We copied the same attribute tree above.

A Typical Attribute Tree

We use attr_paths and attrs to answer attributes defined in components.

The length of attr_paths and attrs must be the same. They should obey the same order. e.g. if the n-th attr is the value of n-th attr_path.

Atomic Attribute

The attr_path of an atmoic attribute is the full path of an attribute tree node. e.g.

  • attr_path of attribute node named q is "a/c/f/k/q"
  • attr_path of attribute node named j is "a/c/f/j"

Attribute is used to express the value of an attribute. Please use is_na to indicate the value is n/a explicitly.

Struct Attribute Group

You don't need fill-in anything for Struct Attribute Group.

Union Attribute Group

For union attribute group, you must provide a pair of attr_path and attr to indicate your choice of children explicitly.

e.g. for union attribute group named c, the attr_path is "a/c"

  • If you choose children named e, the attr is a Attribute with s field is e, i.e. children selection is a string.
  • If you choose children named f, the attr is a Attribute with s field is f.

TableAttrDef

Fill-ining TableAttrDef is quite complicated.

The attr_path is (input|output)/(IoDef name)/(TableAttrDef name)(/(column name)(/(extra attributes))?)? for select columns and extra attributes.

First, you should answer the selected columns. The attr_path consists of three parts:

  • "input" or "output" indicates whether IoDef of TableAttrDef is from input or output of ComponentDef.
  • IoDef name
  • TableAttrDef name

e.g. A typical attr_path for selected columns id "input/train_dataset/features"

You should use ss field of Attribute to list selected columns.

Then, if TableAttrDef contains extra_attrs, you should continue to answer it.
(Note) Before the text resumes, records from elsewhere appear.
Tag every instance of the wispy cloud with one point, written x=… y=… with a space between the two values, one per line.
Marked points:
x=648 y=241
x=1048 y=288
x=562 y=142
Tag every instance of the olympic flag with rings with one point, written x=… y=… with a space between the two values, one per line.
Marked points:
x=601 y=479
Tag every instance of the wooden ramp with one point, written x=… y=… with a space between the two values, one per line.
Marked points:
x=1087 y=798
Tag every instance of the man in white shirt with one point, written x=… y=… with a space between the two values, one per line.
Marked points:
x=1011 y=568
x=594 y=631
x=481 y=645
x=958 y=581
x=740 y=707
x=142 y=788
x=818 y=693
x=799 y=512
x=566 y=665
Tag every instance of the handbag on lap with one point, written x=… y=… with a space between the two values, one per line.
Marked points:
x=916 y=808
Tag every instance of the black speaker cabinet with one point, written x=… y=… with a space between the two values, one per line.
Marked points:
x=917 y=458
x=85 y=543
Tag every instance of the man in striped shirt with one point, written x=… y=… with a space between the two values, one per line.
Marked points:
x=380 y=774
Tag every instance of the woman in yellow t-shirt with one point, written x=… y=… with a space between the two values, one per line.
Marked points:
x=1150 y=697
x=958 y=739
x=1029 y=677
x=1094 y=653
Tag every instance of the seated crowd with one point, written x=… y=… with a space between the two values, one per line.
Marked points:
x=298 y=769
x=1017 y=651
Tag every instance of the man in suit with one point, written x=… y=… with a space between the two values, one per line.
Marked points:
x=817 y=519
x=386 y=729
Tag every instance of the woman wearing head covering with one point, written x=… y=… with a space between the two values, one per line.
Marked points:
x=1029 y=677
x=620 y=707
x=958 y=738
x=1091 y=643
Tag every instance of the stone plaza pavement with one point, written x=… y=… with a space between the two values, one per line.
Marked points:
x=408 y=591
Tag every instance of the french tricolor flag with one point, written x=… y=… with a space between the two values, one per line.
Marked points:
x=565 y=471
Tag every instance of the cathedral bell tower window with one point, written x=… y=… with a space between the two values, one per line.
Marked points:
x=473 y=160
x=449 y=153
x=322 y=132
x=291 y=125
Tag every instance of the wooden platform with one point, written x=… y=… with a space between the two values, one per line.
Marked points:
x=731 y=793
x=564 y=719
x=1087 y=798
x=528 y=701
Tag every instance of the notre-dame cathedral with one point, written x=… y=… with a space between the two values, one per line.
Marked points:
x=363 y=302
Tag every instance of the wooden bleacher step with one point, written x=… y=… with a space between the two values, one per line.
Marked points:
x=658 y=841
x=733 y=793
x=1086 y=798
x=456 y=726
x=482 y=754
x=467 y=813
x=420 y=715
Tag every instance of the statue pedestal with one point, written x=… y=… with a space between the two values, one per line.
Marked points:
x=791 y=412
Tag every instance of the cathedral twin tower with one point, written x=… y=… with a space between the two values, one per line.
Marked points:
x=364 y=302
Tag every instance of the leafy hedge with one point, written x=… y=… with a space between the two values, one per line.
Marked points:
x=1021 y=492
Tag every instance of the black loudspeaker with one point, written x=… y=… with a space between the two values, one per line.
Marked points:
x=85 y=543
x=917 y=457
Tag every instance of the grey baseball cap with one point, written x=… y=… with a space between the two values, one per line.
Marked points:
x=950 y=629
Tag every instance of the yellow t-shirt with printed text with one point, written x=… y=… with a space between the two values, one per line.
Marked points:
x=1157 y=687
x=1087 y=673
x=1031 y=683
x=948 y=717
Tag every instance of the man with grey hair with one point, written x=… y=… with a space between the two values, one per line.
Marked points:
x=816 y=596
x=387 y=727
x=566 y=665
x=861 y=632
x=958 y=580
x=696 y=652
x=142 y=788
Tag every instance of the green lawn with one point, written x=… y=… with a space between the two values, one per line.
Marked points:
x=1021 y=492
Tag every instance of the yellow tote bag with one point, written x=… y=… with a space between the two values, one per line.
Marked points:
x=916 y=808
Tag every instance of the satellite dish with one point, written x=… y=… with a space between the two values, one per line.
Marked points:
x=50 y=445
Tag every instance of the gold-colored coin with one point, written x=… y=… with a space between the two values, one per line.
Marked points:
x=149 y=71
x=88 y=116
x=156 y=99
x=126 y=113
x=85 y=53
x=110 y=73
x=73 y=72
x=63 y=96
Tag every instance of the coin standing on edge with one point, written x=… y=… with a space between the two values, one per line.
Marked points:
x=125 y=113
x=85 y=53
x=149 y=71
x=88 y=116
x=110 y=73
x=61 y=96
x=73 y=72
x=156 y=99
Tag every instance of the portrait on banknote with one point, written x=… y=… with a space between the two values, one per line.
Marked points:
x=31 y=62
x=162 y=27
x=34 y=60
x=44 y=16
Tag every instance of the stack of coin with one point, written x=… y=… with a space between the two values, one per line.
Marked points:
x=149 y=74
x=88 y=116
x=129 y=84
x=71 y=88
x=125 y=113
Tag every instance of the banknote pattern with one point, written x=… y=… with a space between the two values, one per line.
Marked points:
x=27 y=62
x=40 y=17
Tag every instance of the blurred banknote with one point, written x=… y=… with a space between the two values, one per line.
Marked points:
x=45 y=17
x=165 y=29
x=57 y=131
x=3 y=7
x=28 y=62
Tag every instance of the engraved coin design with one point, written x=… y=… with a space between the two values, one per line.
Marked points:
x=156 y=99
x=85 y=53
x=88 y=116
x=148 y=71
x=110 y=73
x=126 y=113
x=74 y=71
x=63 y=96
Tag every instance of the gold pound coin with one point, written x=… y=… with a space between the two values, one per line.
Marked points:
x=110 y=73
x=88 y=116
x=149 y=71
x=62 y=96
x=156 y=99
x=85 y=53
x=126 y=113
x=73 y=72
The attr_path contains five parts:

  • "input" or "output". The same as selected columns.
  • IoDef name. The same as selected columns.
  • TableAttrDef name. The same as selected columns.
  • Column name.
  • Extra attributes. The rules are the same as Attribute nodes.

e.g. A typical attr_path for extra_attrs of a selected columns is "input/train_dataset/features/x_1/a/b/c"

Outputs

You should provide an uri relative to StorageConfig for each config. The order should be the same defined in ComponentDef.

It contains output DistData.

Report is another common DistData which is totally public and doesn't own any data_ref. We use a Report to reveal statistic outputs in most cases.

Report related protos are:

  • Descriptions: Displays multiple read-only fields in groups.
  • Table: Displays rows of data.
  • Div: A division or a section of a page, consists of Descriptions, Tables or Divs.
  • Tab: A page of a report, consists of Divs.
  • Report: The top-level of a report, consists of Tabs.

Report should be packed into meta field of DistData.

In SecretFlow, the type str for Report is sf.report.